Peruntukannya terlihat. Taman Permenungan Bung Karno disiapkan  untuk “kesinambungan makna bernegara".  Pesta nikah anak wabup jauh sekali dari itu, untuk tidak mengatakan tidak ada hubungannya samasekali dengan  kesinambungan makna bernegara. Tapi … kesulitannya justru terletak di situ, pada penerapannya. Kesinambungan makna bernegara itu sangat abstrak. Maka perlu dikonkretkan: kegiatan macam apakah yang termaktub di dalamnya.
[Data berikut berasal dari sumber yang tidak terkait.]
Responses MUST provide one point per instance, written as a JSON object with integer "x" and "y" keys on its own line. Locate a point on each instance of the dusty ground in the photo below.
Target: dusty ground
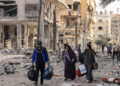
{"x": 107, "y": 68}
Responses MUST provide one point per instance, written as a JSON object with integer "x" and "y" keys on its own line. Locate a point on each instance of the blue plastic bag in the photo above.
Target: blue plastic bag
{"x": 48, "y": 73}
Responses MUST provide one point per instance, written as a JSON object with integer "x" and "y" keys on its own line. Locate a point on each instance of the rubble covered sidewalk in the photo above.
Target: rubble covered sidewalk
{"x": 17, "y": 67}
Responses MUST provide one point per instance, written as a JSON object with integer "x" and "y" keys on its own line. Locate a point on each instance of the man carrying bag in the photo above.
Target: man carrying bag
{"x": 40, "y": 58}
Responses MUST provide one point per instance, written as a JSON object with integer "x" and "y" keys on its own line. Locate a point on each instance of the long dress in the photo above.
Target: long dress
{"x": 88, "y": 62}
{"x": 69, "y": 66}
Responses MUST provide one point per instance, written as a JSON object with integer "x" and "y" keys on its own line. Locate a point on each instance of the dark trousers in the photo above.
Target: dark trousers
{"x": 115, "y": 53}
{"x": 119, "y": 55}
{"x": 39, "y": 68}
{"x": 89, "y": 74}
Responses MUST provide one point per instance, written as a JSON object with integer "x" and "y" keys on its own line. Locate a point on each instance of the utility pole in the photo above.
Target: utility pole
{"x": 40, "y": 31}
{"x": 54, "y": 29}
{"x": 76, "y": 35}
{"x": 39, "y": 15}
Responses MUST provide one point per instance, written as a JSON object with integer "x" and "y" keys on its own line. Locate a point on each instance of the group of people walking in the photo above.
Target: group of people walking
{"x": 87, "y": 58}
{"x": 40, "y": 58}
{"x": 116, "y": 50}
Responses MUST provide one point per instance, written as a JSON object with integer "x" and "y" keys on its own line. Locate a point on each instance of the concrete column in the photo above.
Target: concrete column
{"x": 19, "y": 42}
{"x": 26, "y": 36}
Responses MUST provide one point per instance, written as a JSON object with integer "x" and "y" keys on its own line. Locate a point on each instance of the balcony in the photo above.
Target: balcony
{"x": 31, "y": 14}
{"x": 70, "y": 13}
{"x": 8, "y": 18}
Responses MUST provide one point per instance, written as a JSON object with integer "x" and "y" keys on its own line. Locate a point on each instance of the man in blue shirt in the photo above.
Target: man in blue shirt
{"x": 40, "y": 58}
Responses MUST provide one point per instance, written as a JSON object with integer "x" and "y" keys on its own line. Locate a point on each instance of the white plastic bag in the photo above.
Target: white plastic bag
{"x": 82, "y": 69}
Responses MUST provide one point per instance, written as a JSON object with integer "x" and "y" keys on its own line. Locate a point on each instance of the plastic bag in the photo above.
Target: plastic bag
{"x": 31, "y": 74}
{"x": 82, "y": 69}
{"x": 48, "y": 73}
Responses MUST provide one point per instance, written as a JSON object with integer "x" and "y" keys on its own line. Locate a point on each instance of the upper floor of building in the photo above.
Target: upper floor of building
{"x": 14, "y": 10}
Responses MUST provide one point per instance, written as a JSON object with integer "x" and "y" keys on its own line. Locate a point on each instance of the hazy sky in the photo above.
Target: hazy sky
{"x": 111, "y": 7}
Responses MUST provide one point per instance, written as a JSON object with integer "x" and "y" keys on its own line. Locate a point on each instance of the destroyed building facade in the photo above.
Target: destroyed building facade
{"x": 19, "y": 22}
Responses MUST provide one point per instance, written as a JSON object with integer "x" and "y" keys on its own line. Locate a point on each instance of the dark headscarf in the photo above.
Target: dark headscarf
{"x": 71, "y": 52}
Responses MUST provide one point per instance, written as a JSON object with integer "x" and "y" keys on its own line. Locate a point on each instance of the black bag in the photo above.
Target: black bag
{"x": 31, "y": 74}
{"x": 48, "y": 73}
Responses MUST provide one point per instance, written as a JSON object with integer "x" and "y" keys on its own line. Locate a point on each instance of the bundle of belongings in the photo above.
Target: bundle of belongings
{"x": 81, "y": 71}
{"x": 112, "y": 80}
{"x": 31, "y": 73}
{"x": 48, "y": 73}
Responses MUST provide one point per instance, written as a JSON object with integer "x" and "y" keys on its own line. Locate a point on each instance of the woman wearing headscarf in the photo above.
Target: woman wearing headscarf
{"x": 88, "y": 62}
{"x": 69, "y": 63}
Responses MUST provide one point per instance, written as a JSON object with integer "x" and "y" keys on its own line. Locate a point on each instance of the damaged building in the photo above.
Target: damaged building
{"x": 19, "y": 22}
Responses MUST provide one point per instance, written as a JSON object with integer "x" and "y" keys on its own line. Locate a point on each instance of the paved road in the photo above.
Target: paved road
{"x": 107, "y": 68}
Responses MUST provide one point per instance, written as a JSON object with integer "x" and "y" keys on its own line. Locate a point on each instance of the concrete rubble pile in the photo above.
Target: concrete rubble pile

Lebih praktis: kegiatan apa saja yang boleh dilakukan dalam Taman Permenungan Bung Karno. Ini yang sampai sekarang belum diatur secara jelas dan  tegas. Akibatnya, orang bebas menafsir. Pernikahan anak wabup di Taman Permenungan Bung Karno merupakan hasil dari penafsiran bebas juga. Kebetulan yang menafsir itu seorang wabup, yang notabene  punya kuasa, maka jadi sudah itu barang.

***
Menyikapi kenyataan ini, dan belajar dari kasus pahit sang wabup, Pemkab dan DPRD Ende perlu segera memikirkan cara terbaik bagi perlindungan, pengembangan, dan pemanfaatan Taman Permenungan Bung Karno (dan  situs Bung Karno lainnya di Ende). Kita sudah memiliki UU No. 11 Tahun 2010 tentang Cagar Budaya. Dalam UU ini dicantumkan 16 kewenangan pemerintah daerah. Kalau UU ini dinilai belum cukup operasional bagi perlindungan, pengembangan, dan pemanfaatan Taman Permenungan Bung Karno (dan  situs Bung Karno lainnya di Ende), mungkin perlu dibuat perda khusus. Sambil menunggu perda, apakah bisa dibuat perbup? Atau? Pemkab dan DPRD lebih tahu.

Intinya,  peraturan yang jelas dengan sanksi yang tegas perihal pemanfaatan ruang publik sangatlah dibutuhkan. Ini yang selama ini menjadi kekurangan besar di Kota Ende. Ini pulalah akar terjauh dari kasus pemanfaatan Taman Permenungan Bung Karno sebagai tempat pesta nikah anak wabup. Jadi? Segera bereskan akarnya. Jangan hanya kutuk pucuknya.  ***

Dimuat pada kolom "Opini" Harian Umum FLORES POS Edisi Jumat, 18 September 2015.